Dalam sebuah sumber disebutkan bahwa Umar bertanya: Siapa
yang akan saya tunjuk sebagai pengganti? Sekiranya saja Abu
Ubaidah bin Jarrah masih ada! Tetapi ada orang yang berkata
kepadanya: Amirulmukminin, bagaimana dengan Abdullah bin
Umar? Dijawab oleh Umar: Orang celaka Anda ini! Sekali-kali
Allah tidak menghendaki yang begini! Saya akan menunjuk
orang yang tidak mampu untuk menceraikan istrinya! Ada juga
sumber yang mengatakan bahwa Umar memanggil Abdur-Rahman bin
Auf sesudah dibawa ke rumahnya selepas mendapat tikaman dan
berkata kepadanya: Saya ingin mempercayakan kepada Anda.

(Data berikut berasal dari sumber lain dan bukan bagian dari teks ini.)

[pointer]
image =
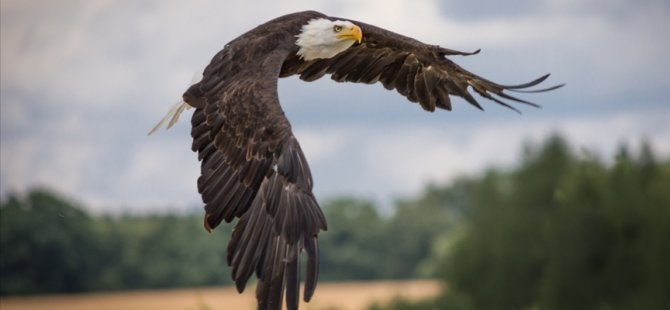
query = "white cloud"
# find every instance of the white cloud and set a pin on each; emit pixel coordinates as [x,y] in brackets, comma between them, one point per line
[69,66]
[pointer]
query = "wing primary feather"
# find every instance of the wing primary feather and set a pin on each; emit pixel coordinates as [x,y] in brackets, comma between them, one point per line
[311,247]
[530,91]
[447,51]
[529,84]
[292,275]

Abdur-Rahman bin Auf berkata: Amirulmukminin, kalau Anda
yang menunjuk saya, saya terima. Kata Umar: Apa maksud Anda?
Abdur-Rahman berkata dengan permintaan kepadanya: Demi
Allah! Anda menunjuk saya untuk itu? Umar menjawab: Tidak!
Kata-kata Abdur-Rahman sesudah pertemuan itu: Saya
samasekali tidak akan memasuki persoalan ini!

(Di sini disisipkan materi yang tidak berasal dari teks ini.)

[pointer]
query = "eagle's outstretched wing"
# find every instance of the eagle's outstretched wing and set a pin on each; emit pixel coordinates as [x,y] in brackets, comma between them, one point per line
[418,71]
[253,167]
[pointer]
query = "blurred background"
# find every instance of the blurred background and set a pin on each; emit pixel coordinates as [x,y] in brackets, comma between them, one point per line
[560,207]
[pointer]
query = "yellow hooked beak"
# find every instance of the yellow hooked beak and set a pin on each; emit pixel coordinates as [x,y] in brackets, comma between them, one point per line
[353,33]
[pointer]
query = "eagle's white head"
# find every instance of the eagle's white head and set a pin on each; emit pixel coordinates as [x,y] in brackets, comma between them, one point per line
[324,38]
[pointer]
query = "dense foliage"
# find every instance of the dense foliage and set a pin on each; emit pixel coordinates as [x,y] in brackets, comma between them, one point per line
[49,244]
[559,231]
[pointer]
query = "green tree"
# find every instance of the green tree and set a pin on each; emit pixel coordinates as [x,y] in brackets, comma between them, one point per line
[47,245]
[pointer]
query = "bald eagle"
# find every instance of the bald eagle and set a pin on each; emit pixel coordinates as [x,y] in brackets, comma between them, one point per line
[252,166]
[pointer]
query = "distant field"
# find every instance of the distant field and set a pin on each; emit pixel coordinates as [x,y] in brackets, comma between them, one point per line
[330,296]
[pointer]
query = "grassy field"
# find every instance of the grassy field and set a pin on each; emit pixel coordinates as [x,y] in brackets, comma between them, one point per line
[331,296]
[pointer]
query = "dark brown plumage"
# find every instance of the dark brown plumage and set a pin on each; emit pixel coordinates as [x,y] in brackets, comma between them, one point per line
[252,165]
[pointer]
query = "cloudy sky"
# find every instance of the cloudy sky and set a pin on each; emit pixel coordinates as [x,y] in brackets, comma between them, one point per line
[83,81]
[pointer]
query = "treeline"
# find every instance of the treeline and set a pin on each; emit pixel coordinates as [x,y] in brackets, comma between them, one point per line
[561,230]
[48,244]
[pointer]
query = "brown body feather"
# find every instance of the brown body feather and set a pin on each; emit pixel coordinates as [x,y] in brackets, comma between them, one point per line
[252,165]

Sumber-sumber ini menunjukkan bahwa pemilihan khalifah
belum lagi mempunyai ketentuan yang sudah pasti dalam Islam,
juga menunjukkan bahwa - sejak pertama kali kedaulatan
membentang luas - Muslimin ketika itu sudah memulai bersaing
satu sama lain dan saling iri hati. Dalam hal inilah Umar
berkata: "Saya sudah melihat sahabat-sahabat saya mempunyai
ambisi yang buruk!" Adanya ambisi buruk inilah yang
membuatnya ragu menunjuk seorang pengganti untuk
menggantikan kedudukannya, seperti yang pernah dilakukan
oleh Abu Bakr tatkala ia menunjuk penggantinya. Mengenai
kata-katanya bahwa dia akan menunjuk Salim bekas budak Abu
Huzaifah atau Abu Ubaidah bin Jarrah sekiranya salah seorang
dari mereka masih hidup. Maksudnya dengan itu - menurut
dugaan - ingin menjauhi situasi yang begitu genting kendati
yang menghadapinya Umar, yang selama hidupnya dikenal sangat
berterus terang, tegas dan pasti dalam segala hal.

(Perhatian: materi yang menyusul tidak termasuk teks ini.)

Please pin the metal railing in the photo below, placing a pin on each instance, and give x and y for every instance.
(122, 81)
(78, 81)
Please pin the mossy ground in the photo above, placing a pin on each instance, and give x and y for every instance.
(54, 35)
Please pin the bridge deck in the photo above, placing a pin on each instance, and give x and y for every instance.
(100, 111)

Kisah tentang sebuah musyawarah
Sungguhpun begitu, ia tak dapat membiarkan hal itu dalam
kekacauan tanpa ada ketentuan antara orang-orang awam dengan
kalangan terkemuka tertentu, setelah ia melihat segala yang
terjadi di Saqifah menyusul kematian Rasulullah. Keadaan
sekarang lebih genting daripada keadaan waktu itu. Semua
orang Arab sudah melibatkan diri dalam perang dengan Persia
dan Rumawi, masing-masing kabilah sudah mendakwakan diri
berhak masuk dalam pemilihan khalifah, seperti halnya dengan
kaum Muhajirin dan Ansar, kalaupun memang belum ada kabilah
yang mendakwakan diri berhak mencalonkan pemimpinnya
menduduki jabatan khalifah. Dalam keadaan semacam ini Umar
lebih banyak menyadari daripada yang lain, bahaya yang
sedang mengancam Arab dan kedaulatan yang baru tumbuh itu.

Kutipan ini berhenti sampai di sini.